Thursday, 28 January 2010

Film Noir

Double Indemnity

A film released in 1944 starring Fred MacMurray and Barbara Stanwyck, directed by Billy Wilder.

The title sequence contains the names of those who produced and worked on the movie, with the enigmatic shadow of what appears to be a man limping forward on crutches. This creates mystery towards the figure the audience see, and the shot of the character closing ever nearer becomes quite menacing. Strong non diegetic music plays over this sequence with what sounds like drums, getting louder in effect creating a climax. The sequence then cuts to a long shot of a cross roads at night, showing a car speeding and cutting off traffic, which then defies the stop sign, connoting a sense of rushing. The car comes to a halt, and the male character is shown with his back to the screen, once again supporting that of a mysterious person as the audience cannot identify with him. The male character has a costume of a hat and a long coat, suggesting already that he is professional and a business man, although his apparant limp and one word answers suggest he may be hiding something. The male character is seen in an office with the typical noir trait of venetian blinds in the low key lighting reflecting back onto, suggesting this character has committed a crime. The non-diegetic music continues, although less menacing than before, and it ceases when the man begins to talk, connoting focus on him and his 'confession' of murder. Another element that is typical of noir films is the flashback, narrated by the man confessing how he came to have murdered someone.
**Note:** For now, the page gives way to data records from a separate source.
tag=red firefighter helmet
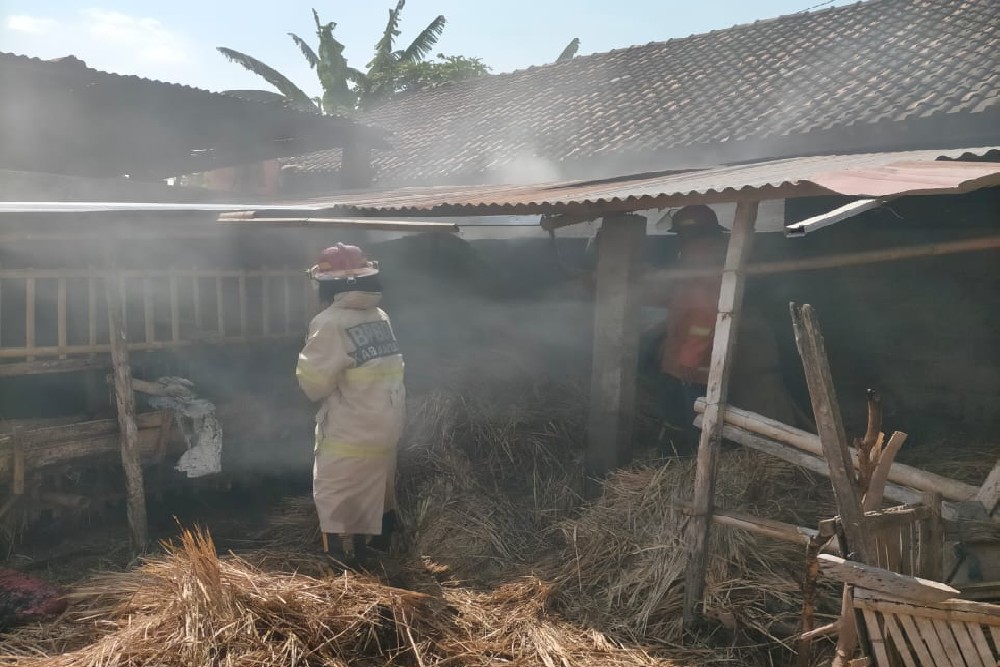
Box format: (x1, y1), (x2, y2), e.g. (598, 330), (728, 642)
(308, 243), (378, 281)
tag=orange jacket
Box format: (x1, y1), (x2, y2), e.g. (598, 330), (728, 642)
(660, 237), (725, 384)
The previous year is shown, with the bright ambient lighting from the sun contrasting with the dark current state in which the man is narrating from presently.

Overall i think that some of the film noir elements such as the flashbacks are quite effective is used appropriately, as in thriller films this proves to work in the re-telling of how events of crime or murder unravelled, and this would be something i would want to progress with when producing our 2 minute opening sequence.